As the Minister said at Second Reading, it is this balance between patient safety and innovation that is so crucial. If we do not facilitate innovation in the UK, our patients suffer; stifling innovation is a threat to greater patient safety. We want our patients to have access to the latest treatments in as safe a way as possible. This is what the amendment, which is backed by the Royal College of Physicians, the Royal College of Surgeons of England and the Faculty of Pharmaceutical Medicines, seeks to achieve.
The Bill also concerns medical devices. We need to make sure that the arrangements are right for registry, so that post-market monitoring is in place for devices and problems are rapidly picked up as they arise. The principles behind Amendment 26—a two-year provisional licensing system—apply to devices too, as articulated in Amendment 90. A provisional licence system would help to avoid the invidious situation described by the noble Baroness, Lady Finlay, at Second Reading, where start-ups can have a brilliant idea for a device and do the safety studies required by MHRA, but are then unable to fund the utility study in the second phase of licensing. It is clearly wrong for UK businesses, the taxpayer and the NHS that such start-ups are then bought out by overseas manufacturers that market the device back to the health service at great profit. A provisional MHRA licence would allow the start-up to market to the NHS when safety studies have been completed and as the utility data is gathered.
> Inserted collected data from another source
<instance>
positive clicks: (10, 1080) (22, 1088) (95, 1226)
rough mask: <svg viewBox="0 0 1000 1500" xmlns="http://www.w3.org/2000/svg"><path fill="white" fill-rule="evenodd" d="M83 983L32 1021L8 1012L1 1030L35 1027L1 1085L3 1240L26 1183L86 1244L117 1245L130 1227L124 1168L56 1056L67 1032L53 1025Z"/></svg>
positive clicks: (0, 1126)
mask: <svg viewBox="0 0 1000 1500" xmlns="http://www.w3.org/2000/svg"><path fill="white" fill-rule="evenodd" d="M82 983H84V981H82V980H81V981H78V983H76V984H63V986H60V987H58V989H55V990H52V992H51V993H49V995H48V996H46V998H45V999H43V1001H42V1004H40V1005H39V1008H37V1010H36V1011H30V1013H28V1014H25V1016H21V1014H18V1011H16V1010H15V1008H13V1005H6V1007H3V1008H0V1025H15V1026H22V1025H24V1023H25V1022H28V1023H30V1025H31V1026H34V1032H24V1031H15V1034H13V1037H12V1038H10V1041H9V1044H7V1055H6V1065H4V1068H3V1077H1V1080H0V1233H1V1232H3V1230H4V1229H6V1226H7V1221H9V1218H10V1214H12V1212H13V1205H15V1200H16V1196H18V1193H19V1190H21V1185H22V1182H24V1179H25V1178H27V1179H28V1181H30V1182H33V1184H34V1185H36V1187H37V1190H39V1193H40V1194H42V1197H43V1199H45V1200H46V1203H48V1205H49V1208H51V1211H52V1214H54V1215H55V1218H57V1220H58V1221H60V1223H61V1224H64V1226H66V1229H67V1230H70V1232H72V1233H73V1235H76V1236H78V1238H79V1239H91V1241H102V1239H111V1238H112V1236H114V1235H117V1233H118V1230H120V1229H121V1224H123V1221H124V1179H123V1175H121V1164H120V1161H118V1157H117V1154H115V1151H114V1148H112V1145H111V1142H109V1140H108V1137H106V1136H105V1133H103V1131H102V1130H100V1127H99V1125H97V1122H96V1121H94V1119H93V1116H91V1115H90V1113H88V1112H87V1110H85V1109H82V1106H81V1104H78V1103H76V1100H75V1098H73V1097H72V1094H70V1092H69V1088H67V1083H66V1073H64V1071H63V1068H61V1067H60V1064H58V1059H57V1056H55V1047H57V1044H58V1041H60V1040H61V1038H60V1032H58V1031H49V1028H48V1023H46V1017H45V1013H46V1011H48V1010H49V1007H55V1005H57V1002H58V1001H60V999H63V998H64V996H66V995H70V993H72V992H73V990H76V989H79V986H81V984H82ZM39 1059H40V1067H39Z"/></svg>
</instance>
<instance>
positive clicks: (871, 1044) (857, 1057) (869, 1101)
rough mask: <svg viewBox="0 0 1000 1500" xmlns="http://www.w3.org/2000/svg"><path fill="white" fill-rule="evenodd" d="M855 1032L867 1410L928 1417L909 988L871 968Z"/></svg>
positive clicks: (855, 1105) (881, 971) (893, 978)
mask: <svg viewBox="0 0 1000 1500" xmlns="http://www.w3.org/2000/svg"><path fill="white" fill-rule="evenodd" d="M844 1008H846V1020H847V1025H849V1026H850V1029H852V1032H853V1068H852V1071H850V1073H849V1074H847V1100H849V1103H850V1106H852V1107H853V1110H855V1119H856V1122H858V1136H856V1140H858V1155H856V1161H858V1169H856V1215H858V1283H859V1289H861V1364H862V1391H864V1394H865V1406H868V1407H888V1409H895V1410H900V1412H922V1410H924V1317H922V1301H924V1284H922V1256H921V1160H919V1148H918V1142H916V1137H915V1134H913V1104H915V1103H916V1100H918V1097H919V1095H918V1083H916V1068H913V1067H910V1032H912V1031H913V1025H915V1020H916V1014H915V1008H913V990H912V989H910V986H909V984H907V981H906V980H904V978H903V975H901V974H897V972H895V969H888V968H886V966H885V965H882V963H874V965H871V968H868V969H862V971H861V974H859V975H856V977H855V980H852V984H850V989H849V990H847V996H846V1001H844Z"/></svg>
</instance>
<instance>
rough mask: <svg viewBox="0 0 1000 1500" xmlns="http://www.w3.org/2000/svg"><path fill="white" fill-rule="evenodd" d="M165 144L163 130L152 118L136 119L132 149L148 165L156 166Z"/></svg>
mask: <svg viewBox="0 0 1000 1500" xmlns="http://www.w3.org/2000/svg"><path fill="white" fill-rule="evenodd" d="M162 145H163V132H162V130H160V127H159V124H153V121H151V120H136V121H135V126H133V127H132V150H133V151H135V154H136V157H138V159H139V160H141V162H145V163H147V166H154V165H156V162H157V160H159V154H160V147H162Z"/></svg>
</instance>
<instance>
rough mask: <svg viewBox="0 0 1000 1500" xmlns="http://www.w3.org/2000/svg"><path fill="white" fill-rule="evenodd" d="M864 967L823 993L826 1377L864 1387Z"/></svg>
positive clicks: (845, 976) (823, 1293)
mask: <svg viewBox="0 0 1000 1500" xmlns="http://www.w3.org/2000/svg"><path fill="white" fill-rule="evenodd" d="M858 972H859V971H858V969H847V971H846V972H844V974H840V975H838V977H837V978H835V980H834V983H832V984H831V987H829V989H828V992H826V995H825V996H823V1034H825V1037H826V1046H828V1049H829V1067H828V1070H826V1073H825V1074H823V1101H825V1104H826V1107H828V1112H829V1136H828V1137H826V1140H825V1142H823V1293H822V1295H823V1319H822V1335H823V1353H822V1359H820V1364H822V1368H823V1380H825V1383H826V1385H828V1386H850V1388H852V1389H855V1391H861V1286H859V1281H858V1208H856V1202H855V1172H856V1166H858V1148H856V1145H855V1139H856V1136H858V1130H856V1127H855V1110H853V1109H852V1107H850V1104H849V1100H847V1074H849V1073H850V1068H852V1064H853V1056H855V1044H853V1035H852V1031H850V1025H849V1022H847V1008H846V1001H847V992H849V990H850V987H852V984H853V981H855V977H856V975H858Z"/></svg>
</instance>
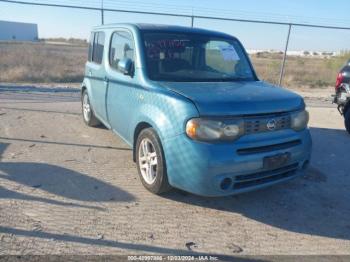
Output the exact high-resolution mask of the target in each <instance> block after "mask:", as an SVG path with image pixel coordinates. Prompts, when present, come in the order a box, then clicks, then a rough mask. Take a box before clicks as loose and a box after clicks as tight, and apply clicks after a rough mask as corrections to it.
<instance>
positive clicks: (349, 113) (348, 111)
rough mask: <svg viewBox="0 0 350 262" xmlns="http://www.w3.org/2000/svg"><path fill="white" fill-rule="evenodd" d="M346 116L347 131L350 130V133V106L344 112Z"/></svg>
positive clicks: (349, 131)
mask: <svg viewBox="0 0 350 262" xmlns="http://www.w3.org/2000/svg"><path fill="white" fill-rule="evenodd" d="M344 118H345V128H346V131H348V133H349V134H350V108H348V110H346V112H345V114H344Z"/></svg>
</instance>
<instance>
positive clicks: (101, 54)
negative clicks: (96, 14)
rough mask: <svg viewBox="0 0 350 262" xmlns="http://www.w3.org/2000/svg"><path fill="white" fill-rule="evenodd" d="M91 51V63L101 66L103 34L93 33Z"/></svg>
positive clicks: (102, 53) (102, 33)
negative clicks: (91, 48) (93, 63)
mask: <svg viewBox="0 0 350 262" xmlns="http://www.w3.org/2000/svg"><path fill="white" fill-rule="evenodd" d="M93 43H94V44H93V50H92V62H94V63H96V64H101V63H102V59H103V50H104V45H105V33H104V32H97V33H95V37H94V42H93Z"/></svg>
Meanwhile, by using powers under Amendment 84, also in the name of the noble Baroness, Lady Finlay, the Government would ensure that where medical devices are trialled, whether informally, through a clinician using a device, or formally through a study, the results are always available. Greater data transparency is surely to be welcomed.
Amendment 84 would also give the Government the opportunity to review the various thresholds for medical device trials. At present, new devices deemed to be substantially equivalent to something already on the market are certified as safe by a notified body and can go on to be used quite straightforwardly. This contrasts with standards for introducing new pharmaceutical products, as data from robust clinical trials, including comprehensive adverse event reporting, are not mandated. Devices certified in this way are not tested to establish whether they deliver significant patient benefit, rather the system really only establishes that a device is not obviously unsafe and that it performs its intended function. Even where clinical trials are required, because a device is deemed sufficiently different from what is already on the market, the rules around how the research is constructed are looser than those for medicines. In short, the process for medical device trials is at present much more about getting the product to market than robustly testing its efficacy. A provisional licensing
system for devices marketed to the NHS would improve safety monitoring while supporting UK device development, because the current system squeezes out small innovative start-ups.
Taking these amendments together, we seek to make the UK an innovative and safe marketplace for trialling and developing medicines and medical devices. I believe these objectives are entirely consistent with those of the Government as described by the Minister. I hope that the Government will look very carefully at these amendments, which have been drafted with the support of the esteemed medical Royal Colleges that I have mentioned. I beg to move.